A village landmark is the statue of the "Little Girl" that commemorates notable figures from the area. The work of William Goscombe John, the statue was officially unveiled in 1899, shortly after the death of local politician T. E. Ellis, whose brainchild it had been.

The parish church of St Sannan is a grade II* listed building. Founded by the Irish bishop, St Sannan, it was first mentioned in 1254 and restored in 1878/9. None of the medieval features survived the restoration.

==Governance==
A Llansannan electoral ward exists, which stretches beyond the confines of Llansannan community to include neighbouring Llannefydd. It had a total population taken at the 2011 census of 1,925.
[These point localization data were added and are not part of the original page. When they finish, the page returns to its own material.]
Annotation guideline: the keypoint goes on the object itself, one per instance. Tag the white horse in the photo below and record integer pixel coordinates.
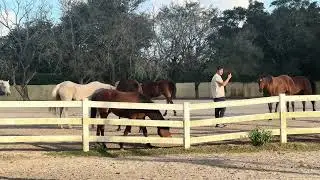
(68, 91)
(4, 88)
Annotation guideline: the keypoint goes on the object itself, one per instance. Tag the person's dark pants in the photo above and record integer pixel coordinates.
(219, 112)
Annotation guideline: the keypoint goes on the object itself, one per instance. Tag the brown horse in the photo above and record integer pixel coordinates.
(273, 86)
(134, 97)
(158, 88)
(129, 86)
(304, 87)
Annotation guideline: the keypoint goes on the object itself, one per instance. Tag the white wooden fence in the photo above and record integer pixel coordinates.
(187, 140)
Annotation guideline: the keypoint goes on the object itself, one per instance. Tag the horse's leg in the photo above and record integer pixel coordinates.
(100, 132)
(292, 106)
(66, 114)
(270, 109)
(303, 105)
(141, 128)
(276, 109)
(168, 102)
(145, 134)
(100, 127)
(125, 133)
(119, 127)
(313, 105)
(60, 115)
(174, 111)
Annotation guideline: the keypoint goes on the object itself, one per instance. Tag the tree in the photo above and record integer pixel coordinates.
(29, 46)
(104, 39)
(181, 40)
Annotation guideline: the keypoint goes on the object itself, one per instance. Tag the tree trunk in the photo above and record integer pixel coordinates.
(196, 88)
(23, 91)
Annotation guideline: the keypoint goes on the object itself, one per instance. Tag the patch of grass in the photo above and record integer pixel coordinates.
(200, 149)
(259, 136)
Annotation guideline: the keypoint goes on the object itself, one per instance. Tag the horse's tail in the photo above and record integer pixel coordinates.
(93, 113)
(174, 90)
(55, 96)
(313, 87)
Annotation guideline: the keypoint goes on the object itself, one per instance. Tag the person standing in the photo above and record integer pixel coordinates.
(218, 91)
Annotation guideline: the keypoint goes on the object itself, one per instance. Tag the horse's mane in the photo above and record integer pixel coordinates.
(145, 99)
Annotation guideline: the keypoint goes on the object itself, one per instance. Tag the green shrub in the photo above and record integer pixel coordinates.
(259, 136)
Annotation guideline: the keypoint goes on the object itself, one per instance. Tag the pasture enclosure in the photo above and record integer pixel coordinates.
(184, 91)
(186, 139)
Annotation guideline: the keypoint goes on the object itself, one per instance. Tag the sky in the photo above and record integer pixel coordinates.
(150, 5)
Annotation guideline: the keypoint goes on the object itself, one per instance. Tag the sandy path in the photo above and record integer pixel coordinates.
(27, 161)
(263, 165)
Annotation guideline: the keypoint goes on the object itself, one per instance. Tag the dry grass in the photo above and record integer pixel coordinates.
(201, 149)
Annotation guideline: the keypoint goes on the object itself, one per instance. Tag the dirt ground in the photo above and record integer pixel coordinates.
(28, 161)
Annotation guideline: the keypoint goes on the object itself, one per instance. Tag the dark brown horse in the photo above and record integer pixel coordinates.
(134, 97)
(304, 87)
(158, 88)
(273, 86)
(129, 85)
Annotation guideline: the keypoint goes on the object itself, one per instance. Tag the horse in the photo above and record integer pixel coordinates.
(4, 88)
(128, 86)
(68, 91)
(134, 97)
(158, 88)
(274, 86)
(304, 87)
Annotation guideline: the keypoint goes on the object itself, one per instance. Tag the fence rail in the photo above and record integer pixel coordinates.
(186, 140)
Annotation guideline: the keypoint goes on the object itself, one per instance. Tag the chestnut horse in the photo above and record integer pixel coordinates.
(273, 86)
(158, 88)
(134, 97)
(304, 87)
(128, 86)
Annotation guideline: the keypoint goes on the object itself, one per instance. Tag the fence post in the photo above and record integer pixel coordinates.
(186, 125)
(283, 118)
(85, 125)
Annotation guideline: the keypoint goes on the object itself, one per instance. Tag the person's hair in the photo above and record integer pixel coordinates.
(219, 67)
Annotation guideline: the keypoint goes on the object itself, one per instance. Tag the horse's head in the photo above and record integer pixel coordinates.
(5, 87)
(264, 82)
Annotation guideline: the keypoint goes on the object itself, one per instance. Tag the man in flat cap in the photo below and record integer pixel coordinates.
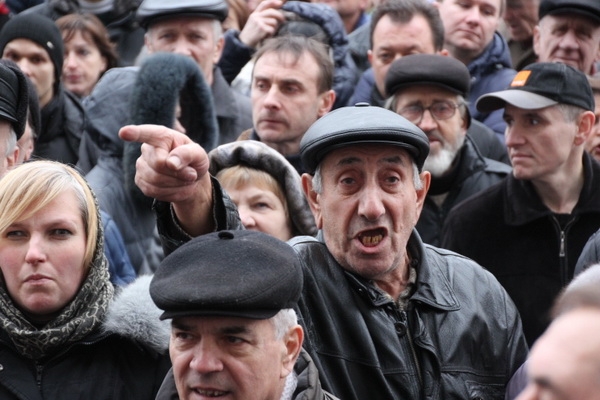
(430, 91)
(386, 317)
(234, 332)
(530, 229)
(569, 32)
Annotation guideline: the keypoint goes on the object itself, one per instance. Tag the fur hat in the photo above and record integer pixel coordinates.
(257, 155)
(40, 30)
(164, 80)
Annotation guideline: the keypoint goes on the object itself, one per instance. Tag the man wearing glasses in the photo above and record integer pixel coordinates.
(430, 90)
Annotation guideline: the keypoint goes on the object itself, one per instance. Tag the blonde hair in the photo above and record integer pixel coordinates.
(29, 187)
(240, 175)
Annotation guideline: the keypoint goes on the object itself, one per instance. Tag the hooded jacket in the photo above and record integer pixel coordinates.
(236, 54)
(120, 22)
(460, 337)
(490, 72)
(126, 359)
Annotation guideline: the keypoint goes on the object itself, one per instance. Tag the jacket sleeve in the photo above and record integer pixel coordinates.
(172, 235)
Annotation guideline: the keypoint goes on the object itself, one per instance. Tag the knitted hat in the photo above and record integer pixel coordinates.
(40, 30)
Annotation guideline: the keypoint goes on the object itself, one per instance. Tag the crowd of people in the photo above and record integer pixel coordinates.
(321, 200)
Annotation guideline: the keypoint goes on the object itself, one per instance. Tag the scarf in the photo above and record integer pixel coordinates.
(78, 319)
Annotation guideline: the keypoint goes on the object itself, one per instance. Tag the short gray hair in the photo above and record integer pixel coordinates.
(283, 321)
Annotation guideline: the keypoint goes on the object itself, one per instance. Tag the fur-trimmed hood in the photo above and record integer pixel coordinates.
(258, 155)
(134, 315)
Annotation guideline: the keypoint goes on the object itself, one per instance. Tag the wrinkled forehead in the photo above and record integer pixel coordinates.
(367, 154)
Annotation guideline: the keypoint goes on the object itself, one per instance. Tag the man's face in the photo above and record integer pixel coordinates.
(229, 358)
(285, 99)
(570, 39)
(521, 17)
(592, 144)
(393, 40)
(541, 143)
(447, 136)
(564, 362)
(469, 24)
(368, 207)
(35, 62)
(190, 36)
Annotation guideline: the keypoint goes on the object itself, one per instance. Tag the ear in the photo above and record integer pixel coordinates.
(218, 49)
(293, 345)
(313, 199)
(584, 127)
(422, 193)
(536, 40)
(326, 100)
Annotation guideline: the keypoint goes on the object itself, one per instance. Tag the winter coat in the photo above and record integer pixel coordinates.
(236, 54)
(510, 232)
(490, 72)
(125, 360)
(460, 337)
(120, 23)
(474, 174)
(62, 122)
(308, 388)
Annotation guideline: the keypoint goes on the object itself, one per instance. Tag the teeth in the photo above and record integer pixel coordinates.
(210, 393)
(371, 240)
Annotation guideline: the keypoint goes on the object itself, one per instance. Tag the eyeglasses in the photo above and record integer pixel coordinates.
(439, 110)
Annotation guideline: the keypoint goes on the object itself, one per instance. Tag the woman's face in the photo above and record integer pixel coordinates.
(261, 210)
(41, 257)
(83, 65)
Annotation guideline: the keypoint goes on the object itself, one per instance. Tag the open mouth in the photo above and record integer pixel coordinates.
(371, 238)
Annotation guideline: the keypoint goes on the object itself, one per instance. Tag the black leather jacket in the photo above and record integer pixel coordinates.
(460, 337)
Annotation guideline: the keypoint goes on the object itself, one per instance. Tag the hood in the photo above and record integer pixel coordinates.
(132, 314)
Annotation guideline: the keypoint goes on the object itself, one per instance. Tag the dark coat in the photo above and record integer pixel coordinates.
(464, 336)
(125, 359)
(62, 127)
(509, 231)
(475, 173)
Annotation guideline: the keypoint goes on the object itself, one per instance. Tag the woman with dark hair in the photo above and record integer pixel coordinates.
(88, 52)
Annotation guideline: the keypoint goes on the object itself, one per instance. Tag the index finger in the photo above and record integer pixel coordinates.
(154, 135)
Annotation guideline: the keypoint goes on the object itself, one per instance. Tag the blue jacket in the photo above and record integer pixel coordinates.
(490, 72)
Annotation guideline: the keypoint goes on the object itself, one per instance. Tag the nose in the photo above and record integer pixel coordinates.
(272, 99)
(428, 123)
(70, 60)
(35, 252)
(206, 358)
(370, 204)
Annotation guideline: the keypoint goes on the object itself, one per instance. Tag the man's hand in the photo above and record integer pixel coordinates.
(173, 168)
(262, 23)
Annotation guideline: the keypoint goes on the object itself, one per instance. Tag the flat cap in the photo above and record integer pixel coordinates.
(586, 8)
(151, 11)
(361, 124)
(245, 274)
(428, 69)
(541, 85)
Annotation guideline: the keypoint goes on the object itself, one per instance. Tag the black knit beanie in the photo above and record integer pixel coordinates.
(39, 29)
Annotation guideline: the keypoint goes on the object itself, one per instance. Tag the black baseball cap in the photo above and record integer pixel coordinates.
(541, 85)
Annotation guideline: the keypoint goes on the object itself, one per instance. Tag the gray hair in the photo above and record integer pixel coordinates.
(283, 321)
(317, 180)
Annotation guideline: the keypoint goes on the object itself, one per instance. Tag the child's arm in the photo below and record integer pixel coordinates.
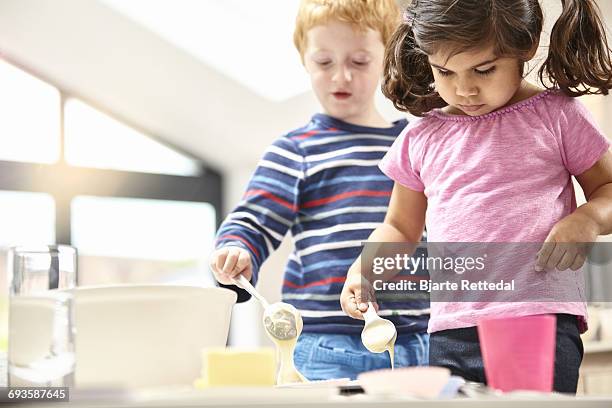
(590, 220)
(268, 209)
(404, 222)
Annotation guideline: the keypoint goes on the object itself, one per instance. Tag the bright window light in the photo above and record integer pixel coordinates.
(144, 229)
(249, 41)
(94, 139)
(26, 218)
(30, 124)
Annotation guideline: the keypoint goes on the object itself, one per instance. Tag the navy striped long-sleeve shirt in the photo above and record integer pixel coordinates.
(322, 183)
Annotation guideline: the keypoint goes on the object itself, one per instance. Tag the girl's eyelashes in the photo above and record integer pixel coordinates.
(485, 72)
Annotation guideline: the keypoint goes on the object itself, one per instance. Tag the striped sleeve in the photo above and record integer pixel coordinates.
(269, 206)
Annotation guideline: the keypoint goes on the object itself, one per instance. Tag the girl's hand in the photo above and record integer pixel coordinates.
(567, 243)
(229, 262)
(353, 300)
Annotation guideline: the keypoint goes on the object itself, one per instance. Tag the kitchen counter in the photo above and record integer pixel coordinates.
(321, 398)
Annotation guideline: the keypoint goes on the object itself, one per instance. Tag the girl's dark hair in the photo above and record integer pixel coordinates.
(578, 59)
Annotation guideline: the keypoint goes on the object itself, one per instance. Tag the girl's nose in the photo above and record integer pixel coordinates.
(466, 89)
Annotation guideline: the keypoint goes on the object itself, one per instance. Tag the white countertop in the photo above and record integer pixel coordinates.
(321, 398)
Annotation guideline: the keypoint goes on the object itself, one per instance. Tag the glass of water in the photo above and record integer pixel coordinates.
(41, 316)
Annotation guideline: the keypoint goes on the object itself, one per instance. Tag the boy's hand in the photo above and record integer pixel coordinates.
(229, 262)
(351, 299)
(567, 243)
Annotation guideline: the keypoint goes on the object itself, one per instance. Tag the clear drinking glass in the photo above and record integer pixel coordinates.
(41, 316)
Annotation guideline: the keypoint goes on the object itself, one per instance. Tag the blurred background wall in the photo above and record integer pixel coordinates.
(157, 112)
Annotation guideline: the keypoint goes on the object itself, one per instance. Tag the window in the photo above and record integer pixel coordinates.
(74, 175)
(30, 125)
(94, 139)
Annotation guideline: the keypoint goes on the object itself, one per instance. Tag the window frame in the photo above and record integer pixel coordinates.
(64, 182)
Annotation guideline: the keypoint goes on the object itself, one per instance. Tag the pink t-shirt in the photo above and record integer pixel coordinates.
(500, 177)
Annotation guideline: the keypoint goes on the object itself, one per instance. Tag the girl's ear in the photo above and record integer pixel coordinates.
(532, 52)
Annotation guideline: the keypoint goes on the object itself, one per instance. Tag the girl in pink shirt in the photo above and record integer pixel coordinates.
(491, 157)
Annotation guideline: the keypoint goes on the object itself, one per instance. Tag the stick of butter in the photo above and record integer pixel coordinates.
(223, 367)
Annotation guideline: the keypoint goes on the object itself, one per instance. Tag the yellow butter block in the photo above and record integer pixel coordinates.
(237, 367)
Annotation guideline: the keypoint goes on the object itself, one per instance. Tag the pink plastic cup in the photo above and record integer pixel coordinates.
(519, 352)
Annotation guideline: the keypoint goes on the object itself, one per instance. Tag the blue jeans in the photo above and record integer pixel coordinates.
(321, 356)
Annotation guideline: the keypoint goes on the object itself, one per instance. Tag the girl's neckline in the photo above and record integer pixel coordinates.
(510, 108)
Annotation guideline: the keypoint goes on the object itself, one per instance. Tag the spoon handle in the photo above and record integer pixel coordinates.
(244, 283)
(370, 314)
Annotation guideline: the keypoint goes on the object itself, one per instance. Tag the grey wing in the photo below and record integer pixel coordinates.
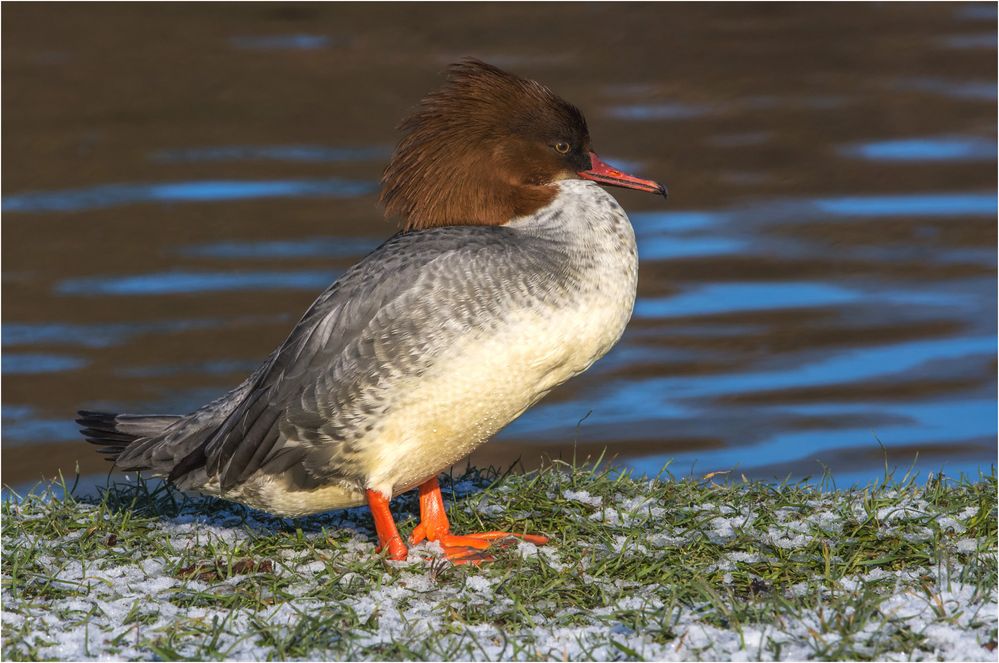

Llansannan and Bylchau also elect community councillors to represent them on Llansannan Community Council.

==Sport==
Clwb Pêl-droed Llansannan (Llansannan Football Club) compete in Vale of Clwyd and Conwy Football League.

The third stage of the Tour of Britain Women's cycle race passed through Llansannan in 2026.

==Notable residents==
- Tudur Aled – late medieval Welsh poet.
- Tara Bethan – actress in Rownd a Rownd and theatrical performer.
- Gwenno Mair Davies – Crown winner at the Urdd National Eisteddfod, grew up in the village
- Sir William Mars-Jones – High Court judge
- Edward Parry (Methodist preacher) – preacher, poet and hymn writer
- William Rees – usually known by his bardic name of Gwilym Hiraethog, was a Welsh poet and author, one of the major figures of Welsh literature during the 19th century.
- William Salesbury – leading scholar of the Renaissance and the principal translator of the 1567 Welsh New Testament.